Is it possible to scale Enricher vertically?
We are using EKS pods and streams are handled through Kinesis.
There cpu utilization of collector and loader seems fine but Enricher is something which creates bottleneck.
I have a similar issue indeed that the enricher cannot follow the speed at which events arrive and seems to be the bottleneck in my setup, both the enricher and collector run on ECS and we use kinesis streams with on demand capacity between the collector and enricher.
The maxRecords value in the enricher config is already set to 10 000 which I believe is the maximum possible value to get records on a kinesis stream anyway.
Hi @Alexandre5602 both the Collector and Enrich can scale horizontally. So you should be able to add auto-scaling rules based on CPU for both of them to add extra pods as demand increases. Scaling up at 60-70% CPU across the group is generally a good rule of thumb and scaling down when you hit less than 20% CPU should work well.

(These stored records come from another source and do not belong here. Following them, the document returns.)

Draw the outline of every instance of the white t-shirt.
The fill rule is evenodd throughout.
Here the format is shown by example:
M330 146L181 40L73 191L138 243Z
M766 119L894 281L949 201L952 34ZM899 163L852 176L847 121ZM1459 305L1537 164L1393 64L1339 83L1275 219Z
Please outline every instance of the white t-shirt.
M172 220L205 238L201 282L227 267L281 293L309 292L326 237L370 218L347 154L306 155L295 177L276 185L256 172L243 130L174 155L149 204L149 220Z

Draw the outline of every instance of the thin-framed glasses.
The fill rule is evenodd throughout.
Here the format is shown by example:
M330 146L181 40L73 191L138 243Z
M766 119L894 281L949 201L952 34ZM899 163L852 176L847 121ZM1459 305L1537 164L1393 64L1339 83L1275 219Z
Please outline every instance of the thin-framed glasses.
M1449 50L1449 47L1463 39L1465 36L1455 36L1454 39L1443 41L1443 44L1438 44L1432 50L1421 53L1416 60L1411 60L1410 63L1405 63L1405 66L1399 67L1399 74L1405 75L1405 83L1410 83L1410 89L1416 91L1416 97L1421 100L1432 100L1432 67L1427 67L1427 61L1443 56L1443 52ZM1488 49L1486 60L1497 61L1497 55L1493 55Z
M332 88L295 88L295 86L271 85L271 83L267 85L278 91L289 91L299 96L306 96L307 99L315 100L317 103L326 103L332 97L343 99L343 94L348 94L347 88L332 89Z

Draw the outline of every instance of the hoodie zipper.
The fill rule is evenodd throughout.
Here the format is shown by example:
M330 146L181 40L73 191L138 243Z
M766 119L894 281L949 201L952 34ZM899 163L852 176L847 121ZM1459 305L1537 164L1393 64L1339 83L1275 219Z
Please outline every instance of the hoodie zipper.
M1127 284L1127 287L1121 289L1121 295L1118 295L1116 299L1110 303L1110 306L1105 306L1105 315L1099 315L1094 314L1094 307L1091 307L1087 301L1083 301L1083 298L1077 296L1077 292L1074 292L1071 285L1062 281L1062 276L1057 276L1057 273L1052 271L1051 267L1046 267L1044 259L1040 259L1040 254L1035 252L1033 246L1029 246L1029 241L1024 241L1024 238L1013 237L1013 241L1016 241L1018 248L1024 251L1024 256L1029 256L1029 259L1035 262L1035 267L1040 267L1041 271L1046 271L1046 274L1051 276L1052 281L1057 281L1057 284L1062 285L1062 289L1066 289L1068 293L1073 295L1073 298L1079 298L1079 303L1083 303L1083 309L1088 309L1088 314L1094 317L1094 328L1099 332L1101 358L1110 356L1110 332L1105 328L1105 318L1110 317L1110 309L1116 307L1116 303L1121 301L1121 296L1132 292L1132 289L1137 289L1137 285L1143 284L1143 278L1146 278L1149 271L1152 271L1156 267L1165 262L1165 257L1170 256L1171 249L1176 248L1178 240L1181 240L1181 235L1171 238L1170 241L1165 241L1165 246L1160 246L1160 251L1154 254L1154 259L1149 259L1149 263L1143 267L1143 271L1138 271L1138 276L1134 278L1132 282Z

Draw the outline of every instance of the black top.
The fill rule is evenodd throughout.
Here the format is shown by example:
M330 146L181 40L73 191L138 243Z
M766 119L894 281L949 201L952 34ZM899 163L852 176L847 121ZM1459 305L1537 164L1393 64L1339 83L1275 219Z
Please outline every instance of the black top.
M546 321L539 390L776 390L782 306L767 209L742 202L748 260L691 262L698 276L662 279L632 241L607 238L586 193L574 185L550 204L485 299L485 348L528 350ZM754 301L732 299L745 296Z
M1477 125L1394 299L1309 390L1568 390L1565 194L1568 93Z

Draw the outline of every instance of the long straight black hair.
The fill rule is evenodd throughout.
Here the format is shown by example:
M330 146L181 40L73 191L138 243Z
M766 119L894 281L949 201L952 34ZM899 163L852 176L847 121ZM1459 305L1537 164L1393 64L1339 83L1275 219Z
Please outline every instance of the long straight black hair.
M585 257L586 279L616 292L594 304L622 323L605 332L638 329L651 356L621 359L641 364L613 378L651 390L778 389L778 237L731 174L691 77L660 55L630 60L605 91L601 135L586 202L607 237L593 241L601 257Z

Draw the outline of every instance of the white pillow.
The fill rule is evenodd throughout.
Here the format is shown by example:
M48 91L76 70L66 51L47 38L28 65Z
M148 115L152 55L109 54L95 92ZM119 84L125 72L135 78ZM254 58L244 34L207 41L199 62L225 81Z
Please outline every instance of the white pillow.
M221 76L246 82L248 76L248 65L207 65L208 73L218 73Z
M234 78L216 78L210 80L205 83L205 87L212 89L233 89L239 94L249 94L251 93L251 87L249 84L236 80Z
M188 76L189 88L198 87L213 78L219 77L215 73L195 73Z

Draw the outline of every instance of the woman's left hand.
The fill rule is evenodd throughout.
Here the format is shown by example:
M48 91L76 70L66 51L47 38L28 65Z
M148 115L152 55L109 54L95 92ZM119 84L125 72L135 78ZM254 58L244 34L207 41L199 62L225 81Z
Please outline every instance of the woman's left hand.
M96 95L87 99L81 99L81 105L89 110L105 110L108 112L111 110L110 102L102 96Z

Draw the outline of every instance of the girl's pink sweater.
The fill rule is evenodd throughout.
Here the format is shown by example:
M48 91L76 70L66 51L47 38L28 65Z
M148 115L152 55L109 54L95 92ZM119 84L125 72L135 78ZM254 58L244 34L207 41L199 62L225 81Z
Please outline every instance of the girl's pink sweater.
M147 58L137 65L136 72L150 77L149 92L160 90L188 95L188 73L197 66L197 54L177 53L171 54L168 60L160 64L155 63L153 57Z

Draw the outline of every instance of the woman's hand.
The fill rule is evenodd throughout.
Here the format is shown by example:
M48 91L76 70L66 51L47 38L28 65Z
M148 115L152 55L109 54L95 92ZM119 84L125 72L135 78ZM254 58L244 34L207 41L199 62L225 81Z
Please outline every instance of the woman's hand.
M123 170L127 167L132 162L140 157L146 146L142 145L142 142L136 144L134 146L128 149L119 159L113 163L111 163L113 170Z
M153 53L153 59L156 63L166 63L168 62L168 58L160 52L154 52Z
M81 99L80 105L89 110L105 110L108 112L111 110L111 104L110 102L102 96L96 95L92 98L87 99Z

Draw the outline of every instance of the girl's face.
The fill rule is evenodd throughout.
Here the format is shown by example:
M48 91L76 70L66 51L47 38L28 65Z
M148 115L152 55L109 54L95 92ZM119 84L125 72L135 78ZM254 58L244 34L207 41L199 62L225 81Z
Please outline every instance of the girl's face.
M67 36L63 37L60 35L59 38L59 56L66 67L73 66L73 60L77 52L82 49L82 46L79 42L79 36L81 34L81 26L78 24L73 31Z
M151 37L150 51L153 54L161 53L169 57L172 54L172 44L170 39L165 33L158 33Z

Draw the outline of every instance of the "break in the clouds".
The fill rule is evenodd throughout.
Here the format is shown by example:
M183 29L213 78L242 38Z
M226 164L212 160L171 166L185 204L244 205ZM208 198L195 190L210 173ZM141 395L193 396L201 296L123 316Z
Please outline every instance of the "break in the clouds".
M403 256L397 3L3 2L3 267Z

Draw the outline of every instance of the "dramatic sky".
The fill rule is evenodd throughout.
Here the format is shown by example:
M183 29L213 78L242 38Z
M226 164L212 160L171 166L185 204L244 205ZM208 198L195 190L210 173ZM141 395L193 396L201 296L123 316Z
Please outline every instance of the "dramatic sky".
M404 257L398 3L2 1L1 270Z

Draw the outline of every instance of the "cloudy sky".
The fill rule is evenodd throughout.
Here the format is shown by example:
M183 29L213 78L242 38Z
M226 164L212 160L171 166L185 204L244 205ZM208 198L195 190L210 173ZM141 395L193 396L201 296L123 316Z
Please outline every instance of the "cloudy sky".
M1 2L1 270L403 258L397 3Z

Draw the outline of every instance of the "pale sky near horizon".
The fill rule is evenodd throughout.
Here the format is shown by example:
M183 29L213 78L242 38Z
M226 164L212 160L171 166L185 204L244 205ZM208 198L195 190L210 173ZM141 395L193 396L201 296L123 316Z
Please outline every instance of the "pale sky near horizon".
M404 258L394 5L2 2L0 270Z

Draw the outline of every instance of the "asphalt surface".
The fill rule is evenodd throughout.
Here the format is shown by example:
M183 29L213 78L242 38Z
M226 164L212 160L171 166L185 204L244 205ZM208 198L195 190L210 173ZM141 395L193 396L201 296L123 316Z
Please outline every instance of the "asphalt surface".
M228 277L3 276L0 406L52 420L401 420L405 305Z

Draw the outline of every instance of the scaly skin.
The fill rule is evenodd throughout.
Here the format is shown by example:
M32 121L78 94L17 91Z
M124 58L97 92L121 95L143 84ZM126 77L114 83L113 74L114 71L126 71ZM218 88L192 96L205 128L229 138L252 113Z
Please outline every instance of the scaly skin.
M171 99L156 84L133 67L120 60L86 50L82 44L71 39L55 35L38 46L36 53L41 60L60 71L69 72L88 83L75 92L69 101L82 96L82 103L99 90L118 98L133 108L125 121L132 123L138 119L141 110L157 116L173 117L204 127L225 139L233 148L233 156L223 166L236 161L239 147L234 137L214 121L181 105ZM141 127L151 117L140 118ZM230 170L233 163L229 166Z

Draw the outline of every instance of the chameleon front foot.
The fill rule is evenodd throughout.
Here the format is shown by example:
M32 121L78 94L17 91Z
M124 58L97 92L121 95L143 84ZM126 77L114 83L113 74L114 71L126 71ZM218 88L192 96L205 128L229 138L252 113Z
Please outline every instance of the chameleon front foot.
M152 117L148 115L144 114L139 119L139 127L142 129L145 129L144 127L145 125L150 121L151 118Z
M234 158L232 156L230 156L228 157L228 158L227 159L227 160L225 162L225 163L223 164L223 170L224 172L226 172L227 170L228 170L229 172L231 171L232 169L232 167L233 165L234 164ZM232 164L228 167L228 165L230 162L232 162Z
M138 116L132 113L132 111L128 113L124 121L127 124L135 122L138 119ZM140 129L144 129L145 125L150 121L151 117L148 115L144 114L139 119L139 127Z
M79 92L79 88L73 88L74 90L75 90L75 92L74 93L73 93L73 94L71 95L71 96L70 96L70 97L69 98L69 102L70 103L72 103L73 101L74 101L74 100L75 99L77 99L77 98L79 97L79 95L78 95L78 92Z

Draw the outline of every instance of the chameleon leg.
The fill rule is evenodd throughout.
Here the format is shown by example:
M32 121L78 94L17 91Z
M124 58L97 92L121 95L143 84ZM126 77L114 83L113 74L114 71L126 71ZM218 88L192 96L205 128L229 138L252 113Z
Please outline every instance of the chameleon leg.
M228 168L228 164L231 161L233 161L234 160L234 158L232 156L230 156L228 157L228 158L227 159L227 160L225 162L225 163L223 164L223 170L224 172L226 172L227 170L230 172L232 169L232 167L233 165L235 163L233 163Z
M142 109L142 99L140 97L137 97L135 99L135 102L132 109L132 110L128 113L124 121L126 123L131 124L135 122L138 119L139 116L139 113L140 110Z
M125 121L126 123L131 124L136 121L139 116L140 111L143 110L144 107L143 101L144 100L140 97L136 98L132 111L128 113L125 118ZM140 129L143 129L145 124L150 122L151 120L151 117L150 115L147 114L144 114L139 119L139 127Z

The only caveat here is that for Enrich you shouldn’t have more pods than you have shards in the Kinesis Stream. Even though you are using on_demand mode under the hood you still have a certain number of shards being allocated that need to be distributed and if you have more pods than shards you will skew the auto-scaling logic as it will need to be able to grab any shards to process (so CPU will be artificially low).
This caveat is true for any Kinesis consumer application.
Thanks a lot for your response I thought about scaling vertically the ecs task but not horizontally, it does makes sense to create several tasks in parallel for more read throughput.
The only issue with what you mentioned above is with the auto scaling right? Let’s say I fix the kinesis stream to have 3 shards but the number of enricher tasks will be defined by the CPU, I might end up with sometimes only 1 ecs task reading 3 shards (when traffic is low) and sometimes 3 ecs tasks to read the 3 shards(which would be optimal of course).
Hi @Alexandre5602 this is the whole function of auto-scaling! During peaks you have more consumers and during lulls in traffic it reduces the number of tasks. This is how we configure scaling to work internally for our customers and it works quite well.
I would start with implementing the auto-scaling policies and playing with the CPU thresholds to trigger scaling on until you achieve the stability and throughput you need.